It wasn’t until I chatted with a doctor about hyperpigmentation and skin issues that I realized the spots I thought were cute freckles on my fiancé and father-in-law’s faces are not freckles whatsoever.
You’ve probably seen them on a family member, or maybe you have them, but flesh moles are quite common. According to Amy McMichael, MD, professor and chair of the Department of Dermatology at Wake Forest Baptist Medical Center, they are the “layperson’s term for skin tags or seborrheic keratoses. These lesions occur in people of all ethnicities, but usually only in adults over the age of 30.”
They are the small marks that pop up due to pigment-producing cells in the skin, and according to John Hopkins Medicine, they can be flat or raised, smooth or rough, and hairy or hairless. Seborrheic keratoses may also be round or oval. Flesh moles can range in color from flesh-colored to brown or black–and sometimes yellowish. And according to doctors, they’re harmless, benign spots.
But when they are dark and occur on a man or woman of African descent, it goes from being called a simple flesh mole to being called dermatosis papulosa nigra. (Yes, “nigra” as in dark colored…or black.) According to the American Osteopathic College of Dermatology, “These first appear during teen years, slowly becoming more pronounced as one ages. This is fairly common in blacks, present in about one third of adults. Occasionally this may also appear on white and oriental skin.”
You might see them on your upper cheeks, but they’re also prevalent on the neck, chest and back.

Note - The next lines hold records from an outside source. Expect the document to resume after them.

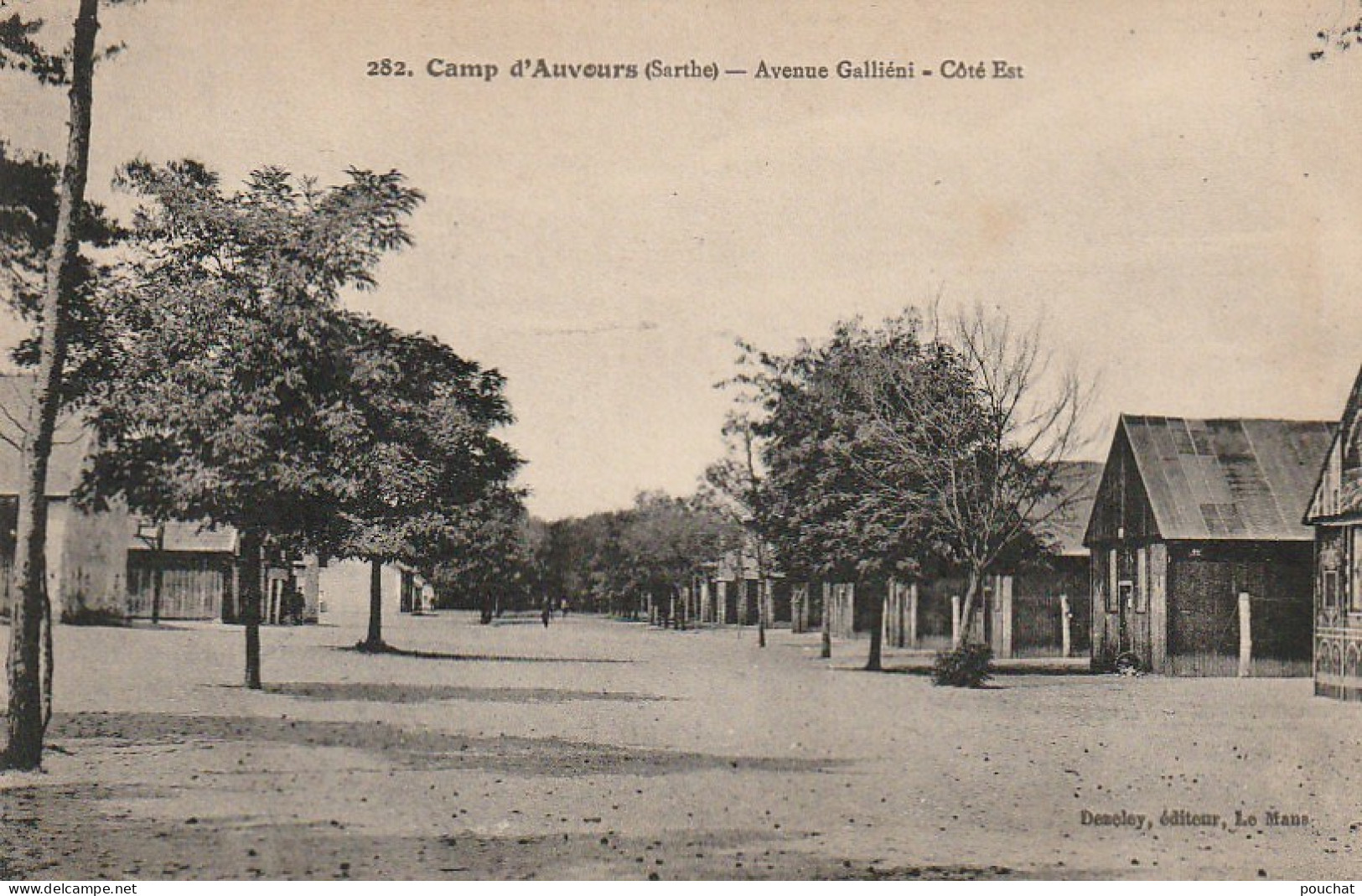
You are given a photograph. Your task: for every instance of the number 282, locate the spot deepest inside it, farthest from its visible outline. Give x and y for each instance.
(386, 67)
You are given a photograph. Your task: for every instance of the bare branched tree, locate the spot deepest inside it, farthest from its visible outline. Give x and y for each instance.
(991, 470)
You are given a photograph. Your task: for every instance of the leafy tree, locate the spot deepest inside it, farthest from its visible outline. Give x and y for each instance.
(980, 435)
(488, 552)
(18, 48)
(424, 455)
(232, 395)
(835, 511)
(669, 541)
(738, 488)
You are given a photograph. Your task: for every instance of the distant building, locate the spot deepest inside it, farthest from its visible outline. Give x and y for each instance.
(1038, 608)
(344, 590)
(1336, 515)
(181, 571)
(1200, 562)
(86, 549)
(111, 566)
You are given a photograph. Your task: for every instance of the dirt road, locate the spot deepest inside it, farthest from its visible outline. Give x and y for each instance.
(608, 750)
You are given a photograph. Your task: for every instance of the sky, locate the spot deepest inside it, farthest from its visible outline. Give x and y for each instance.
(1172, 189)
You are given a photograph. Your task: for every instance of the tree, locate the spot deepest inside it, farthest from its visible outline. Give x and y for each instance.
(1339, 39)
(230, 401)
(425, 451)
(486, 552)
(668, 542)
(830, 516)
(738, 488)
(984, 453)
(26, 721)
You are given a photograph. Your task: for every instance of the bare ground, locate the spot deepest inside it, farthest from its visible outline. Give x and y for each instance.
(598, 749)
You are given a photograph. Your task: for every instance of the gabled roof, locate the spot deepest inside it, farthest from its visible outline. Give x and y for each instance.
(1338, 488)
(196, 538)
(71, 443)
(1242, 479)
(1078, 481)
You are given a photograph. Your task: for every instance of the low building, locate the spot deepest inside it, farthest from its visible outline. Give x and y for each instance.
(1202, 564)
(181, 571)
(86, 557)
(1033, 609)
(344, 590)
(1335, 514)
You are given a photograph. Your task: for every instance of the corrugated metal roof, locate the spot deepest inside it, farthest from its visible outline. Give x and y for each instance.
(71, 442)
(1229, 479)
(189, 538)
(1338, 488)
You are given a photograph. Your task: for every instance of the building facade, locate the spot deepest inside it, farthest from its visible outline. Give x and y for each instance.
(1200, 562)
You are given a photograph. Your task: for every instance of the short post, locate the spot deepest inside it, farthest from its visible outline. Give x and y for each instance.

As previously mentioned, these lesions are most often benign. However, they can become irritated, and such discomfort is often the reason behind people’s decision to have them removed. But if you find that these flesh moles have grown larger with time, McMichael says that you shouldn’t freak out. It’s common.
“They do not become cancerous and are merely a cosmetic issue, though some lesions can become irritated and require removal for this reason. These lesions can and do grow naturally with advancing age.”
And while many people proudly let their moles stand out, including dignitaries and stars like Condoleeza Rice and Morgan Freeman, some people opt to have them removed for cosmetic reasons.
“One can have them removed cosmetically by your dermatologist,” McMichael said, “but be ready to pay out of pocket for this as this procedure is not typically covered by insurance. Usually, the dermatologist will numb the lesions and remove them with an electric needle or small scissors.”
Other removal options also include cryosurgery. But whatever treatment you go for, according to experts, you should be aware that the darker your skin, the more likely you are to end up with pigmented scars. Therefore, the removal of these moles should be preceded by testing a few of them at a time, and should be done carefully in the hopes of preventing scarring from happening.
All in all, there isn’t a way to prevent them. According to DermNet NZ, around 40 to 50 percent of patients with the condition have people in their family with it, making it genetically determined. And according to Charles E. Crutchfield III, MD in a post for MSR News, dermatosis papulosa nigra seems to happen more often in women than men. Plenty of people have this particular type of mole and look just fine. But if you’re interested in removing them for whatever reason, including because of enlargement as you get older, speak with your dermatologist about possible treatment options to find one that best fits your condition and will provide you with the results you’re looking for. If not, I say, continue to embrace them.